People assume that the husband is the child’s father when it is a married couple. However, depending on your state, the court might not consider your spouse a father, and you have to conduct a biological test to prove it.
Establishing paternity is essential to proceeding with the divorce or acquiring child support for a single parent. Since it is a legal process, you will need a divorce attorney from Karp & Iancu, S.C., to deal with all the complications and court trials.
Acknowledged paternity is when the child is born to an unmarried couple. In such a situation, the court gives you two options: either the child’s father acknowledges paternity in a written letter, or both parents agree to partial paternity. Once the child’s father admits paternity, they are liable to pay child support for their well-being.
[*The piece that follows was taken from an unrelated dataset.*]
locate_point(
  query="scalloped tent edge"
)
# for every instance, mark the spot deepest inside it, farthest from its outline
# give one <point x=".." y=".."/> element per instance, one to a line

Most states presume that the child born during the marital period of a couple has the spouse as the father. However, some states do not just automatically assume it if the couple were not together during conception or giving birth to the child.
Many states give the option of rebuttable, which means the husband can deny paternity if he wants to by registering a legal request in court. There are several circumstances and aspects to consider before determining the father, so talk to a divorce attorney before emailing any decisions.
The court establishes an alleged father depending on physical proof that states that the man is the child’s father. The man does not have to be married to the woman to establish paternity, as it is done on a biological basis.
Once the court determines the child’s biological father, it depends on whether the other parent wants to establish paternity to Goan child support or not. As per the law, both parent dar liable to support their children.
Depending on the paternal laws in your state, the court grants permission to a person who is not the child’s biological parent to gain custody or visitation rights. Sometimes the court passes such judgments for the well-being and best interests of the child. In most cases where an equitable parent n given custodial rights or visitation rights, the child’s and spouse’s bond is quite close, like a family.